Monday, September 28, 2009

Lucky is as lucky does ...

Lucky Trimble is growing up and quite frankly, it's not very pretty. She is about to turn 11 -- a number to which she attributes great significance -- and her bossiness and tendency to show off have become more than a little trying to all who know her. At the end of her first novel, The Higher Power of Lucky, Lucky learns that her adopted mother Brigitte wants and loves her and that she's got a secure place in the small world of Hard Pan, California. So in Lucky Breaks, author Susan Patron has Lucky repeatedly testing that love -- by destroying the knotted creation of her best friend Lincoln, by belittling her new best friend's appropriate caution about an abandoned well, and by lying to all and sundry in that quirky little community.

Still, she's Lucky Trimble and we love her. Her insatiable curiosity and stubbornness are a very appealing combination. Lucky meets Paloma, the niece of one of the -ologists that are out exploring the Mojave Desert near Hard Pan, and instantly feels a connection to her -- particularly because she shares her name with that of a heroine of a story of a love gone wrong that Lucky has recently heard from Short Sammy (owner of the dog with the scrotum problem).

But Lucky is also on the lookout for a best friend because she's not so sure about her current best friend, Lincoln. Lincoln is getting more and more obsessed with knot-tying -- so much so that he might leave Hard Pan altogether to go to school in England. And, of course, he's not paying sufficient attention to Lucky. So, Lucky encourages Paloma to come visit her the next weekend (some hilarity ensues courtesy of Paloma's overprotective Hollywood-esque parents) -- Lucky's birthday weekend -- when they will search for the jewel missing from the other Paloma's broach. When this adventure lands both Paloma and Lucky in some serious trouble, Lucky's not grateful for her rescue. In fact, she seems like a garden-variety adolescent -- she knows that she's behaving badly, but she can't help herself. It's quite endearing.

The narrator is Cassandra Campbell, who I don't believe I've ever heard read before. She does a very good job here -- there are a lot of characters here that she subtly, but distinctly creates. The four children -- Lucky, Lincoln, Paloma, and the only other child in Hard Pan, six-year-old savant Miles -- are endearingly rendered, the personality of each is embodied in Campbell's voice and delivery. I really enjoyed Lucky's petulant fury and Lincoln's reasoning calm as he brings her up from the bottom of that abandoned well.

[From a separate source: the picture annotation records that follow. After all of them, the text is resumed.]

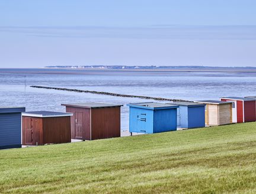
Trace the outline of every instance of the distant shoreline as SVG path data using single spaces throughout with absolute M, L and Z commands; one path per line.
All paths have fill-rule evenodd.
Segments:
M 0 73 L 17 74 L 89 74 L 101 72 L 145 72 L 146 73 L 256 73 L 256 67 L 219 67 L 207 68 L 175 68 L 175 69 L 102 69 L 102 68 L 65 68 L 65 67 L 42 67 L 42 68 L 0 68 Z

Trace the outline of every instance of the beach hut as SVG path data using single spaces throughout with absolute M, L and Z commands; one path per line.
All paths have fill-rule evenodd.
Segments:
M 133 103 L 130 108 L 130 132 L 152 134 L 177 130 L 178 105 L 155 102 Z
M 199 101 L 206 105 L 205 123 L 207 125 L 222 125 L 232 122 L 232 103 L 219 101 Z
M 180 102 L 168 104 L 179 106 L 177 108 L 178 128 L 193 128 L 205 127 L 204 104 Z
M 255 121 L 255 99 L 241 97 L 222 97 L 222 101 L 232 102 L 233 122 Z
M 98 102 L 64 104 L 71 117 L 72 139 L 93 140 L 120 137 L 120 107 Z
M 21 112 L 25 107 L 0 107 L 0 149 L 21 147 Z
M 49 111 L 23 112 L 23 145 L 71 142 L 72 115 L 71 113 Z

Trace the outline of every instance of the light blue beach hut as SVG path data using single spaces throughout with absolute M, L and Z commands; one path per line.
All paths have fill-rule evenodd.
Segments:
M 0 149 L 21 147 L 21 112 L 24 107 L 0 107 Z
M 129 131 L 152 134 L 177 130 L 178 105 L 155 102 L 133 103 L 130 107 Z

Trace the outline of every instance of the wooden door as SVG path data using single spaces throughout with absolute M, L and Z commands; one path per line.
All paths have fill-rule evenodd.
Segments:
M 181 120 L 181 111 L 180 111 L 180 108 L 177 108 L 177 125 L 178 126 L 178 127 L 180 127 L 180 120 Z
M 83 114 L 76 112 L 75 113 L 75 138 L 83 138 Z
M 217 105 L 209 105 L 209 125 L 219 125 L 219 111 Z
M 137 115 L 137 131 L 138 132 L 146 132 L 146 114 L 139 114 Z
M 25 118 L 25 144 L 33 144 L 33 118 Z

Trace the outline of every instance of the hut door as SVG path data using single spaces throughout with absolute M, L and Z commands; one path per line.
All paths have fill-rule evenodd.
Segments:
M 180 119 L 181 119 L 181 114 L 180 114 L 180 108 L 177 108 L 177 126 L 180 126 Z
M 139 114 L 137 115 L 137 131 L 138 132 L 146 132 L 146 114 Z
M 75 114 L 75 137 L 76 138 L 83 137 L 82 112 L 76 112 Z
M 25 118 L 25 144 L 26 145 L 33 145 L 33 118 Z
M 237 112 L 236 112 L 236 101 L 226 101 L 227 102 L 232 102 L 232 122 L 237 122 Z

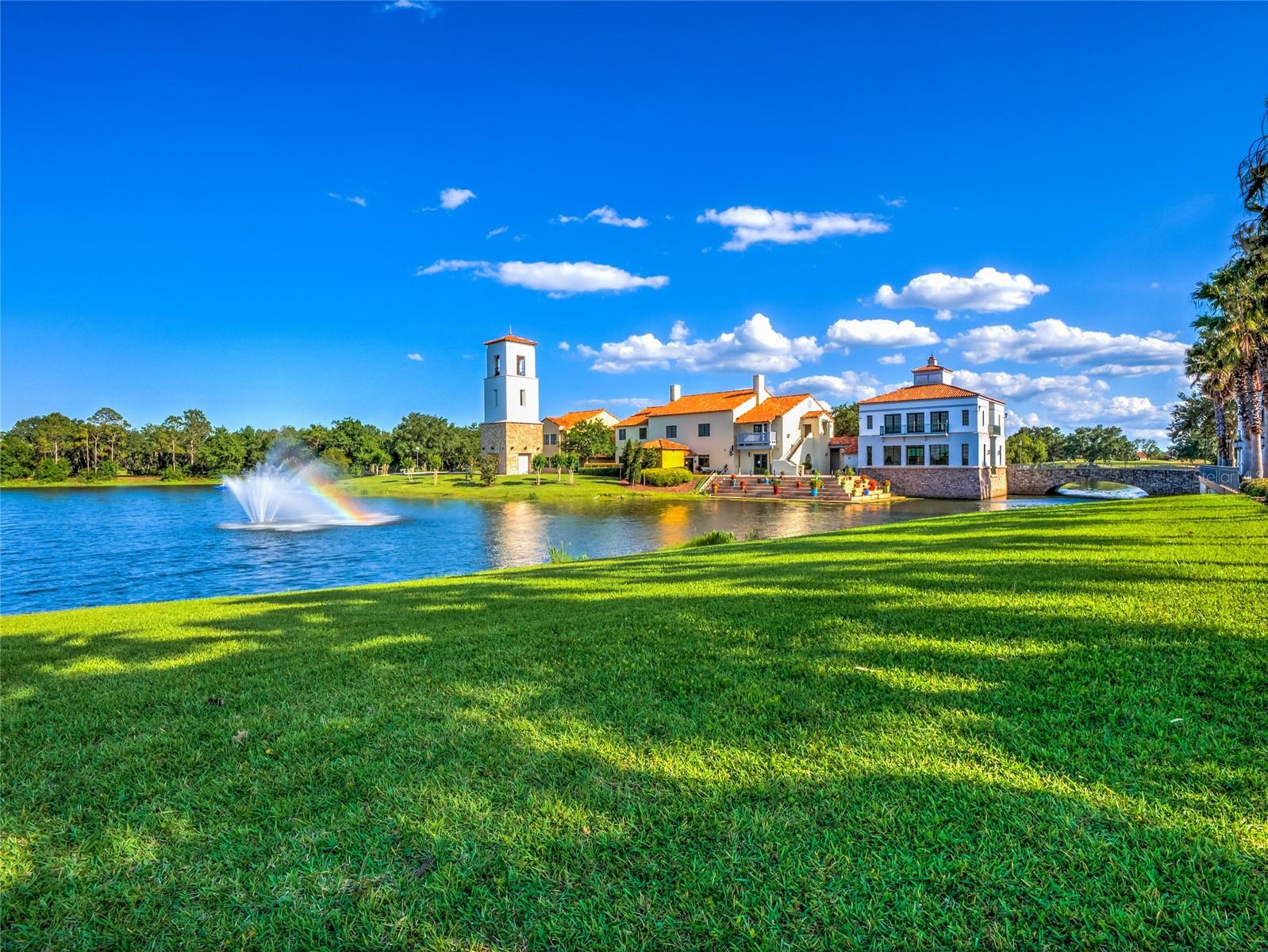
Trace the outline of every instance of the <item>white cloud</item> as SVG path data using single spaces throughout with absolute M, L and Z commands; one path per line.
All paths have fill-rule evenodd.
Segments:
M 663 274 L 642 278 L 611 265 L 596 265 L 593 261 L 435 261 L 420 267 L 416 275 L 441 274 L 443 271 L 474 271 L 479 278 L 492 278 L 501 284 L 544 290 L 552 298 L 566 298 L 569 294 L 588 294 L 593 292 L 623 292 L 638 288 L 663 288 L 670 279 Z
M 458 208 L 467 202 L 476 198 L 476 193 L 470 189 L 441 189 L 440 190 L 440 207 L 441 208 Z M 482 205 L 483 208 L 483 205 Z
M 1023 274 L 1008 274 L 983 267 L 973 278 L 948 274 L 922 274 L 900 292 L 883 284 L 876 290 L 876 303 L 888 308 L 937 308 L 943 311 L 978 311 L 992 313 L 1026 307 L 1049 290 Z
M 890 321 L 888 317 L 866 321 L 837 321 L 828 328 L 828 340 L 842 346 L 913 347 L 938 342 L 932 327 L 914 321 Z
M 855 370 L 846 370 L 841 374 L 815 374 L 813 376 L 799 376 L 795 380 L 785 380 L 777 389 L 780 393 L 827 394 L 834 401 L 861 401 L 875 397 L 880 393 L 877 388 L 880 380 L 871 374 L 861 374 Z
M 1183 363 L 1186 351 L 1186 346 L 1172 340 L 1173 337 L 1174 335 L 1156 331 L 1145 337 L 1084 331 L 1064 321 L 1046 318 L 1022 330 L 1009 325 L 974 327 L 947 342 L 959 347 L 965 359 L 974 364 L 989 364 L 994 360 L 1016 360 L 1021 364 L 1052 360 L 1060 366 L 1074 366 L 1117 357 L 1169 369 Z
M 988 370 L 981 374 L 973 370 L 957 370 L 951 379 L 952 383 L 985 393 L 988 397 L 1008 397 L 1022 401 L 1054 390 L 1104 393 L 1110 389 L 1110 384 L 1104 380 L 1094 380 L 1085 374 L 1030 376 L 1028 374 L 1008 374 L 1000 370 Z
M 621 218 L 611 205 L 602 205 L 579 217 L 559 215 L 557 221 L 560 224 L 567 224 L 568 222 L 586 222 L 591 218 L 597 218 L 600 224 L 611 224 L 615 228 L 647 228 L 647 219 L 642 215 L 638 218 Z
M 336 191 L 327 191 L 326 194 L 330 195 L 331 198 L 337 198 L 341 202 L 351 202 L 354 205 L 360 205 L 361 208 L 365 208 L 365 199 L 361 198 L 360 195 L 340 195 Z
M 696 215 L 696 222 L 713 222 L 732 229 L 730 238 L 721 246 L 723 251 L 743 251 L 763 241 L 796 245 L 833 235 L 879 235 L 889 231 L 889 224 L 870 214 L 776 212 L 752 205 L 734 205 L 721 212 L 710 208 Z
M 689 371 L 786 373 L 800 366 L 803 360 L 815 360 L 823 354 L 814 337 L 787 337 L 775 330 L 766 314 L 753 314 L 739 327 L 713 340 L 673 340 L 671 333 L 671 340 L 662 341 L 654 333 L 635 333 L 624 341 L 604 344 L 597 352 L 587 350 L 587 356 L 596 356 L 591 370 L 606 374 L 671 366 Z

Campbell has a youthful sounding voice, and there is no doubt that this story is from Lucky's point of view. But, she also brings a bit of adult sensibility to her reading. Perhaps I'm overanalyzing, but I hear in her voice a calm sense of security that adults provide in this kind of children's literature (the kind where adults aren't absent, idiots, fools, or evil incarnate). It lets me know (and, more importantly, listening children) that Lucky is going to get out of her (many)predicaments. I think that Patron's frequent use of sophisticated language and imagery may contribute to this comforting adult feel as well, and Campbell reads the novel with such surety and confidence. Hand-in-hand with these feelings are skilled portrayals of the adults in the story -- particularly Paloma's mother and the Americanizing Frenchwoman, Brigitte.

Campbell interviews Susan Patron at the conclusion of the audiobook and the interview had an almost spontaneous quality (not quite). Patron has got some good stories and seems confident talking about herself. Shortly after Lucky Breaks was published, Susan Patron visited my library, so most of her stories were familiar to me. Still, it's nice for those who won't have a chance to meet her in person to hear from her in this format.

At the beginning of the audiobook, Patron also reads her acknowledgment, "To RĂ©ne," [apologies if the accent is in the wrong place] with appropriate French inflection. It's kind of odd -- a sudden shift after you hear the narrator's voice read the credits and it's finished before you have the chance to reflect on the fact that it's a different voice sounding French! But it was touching that she wanted to read it.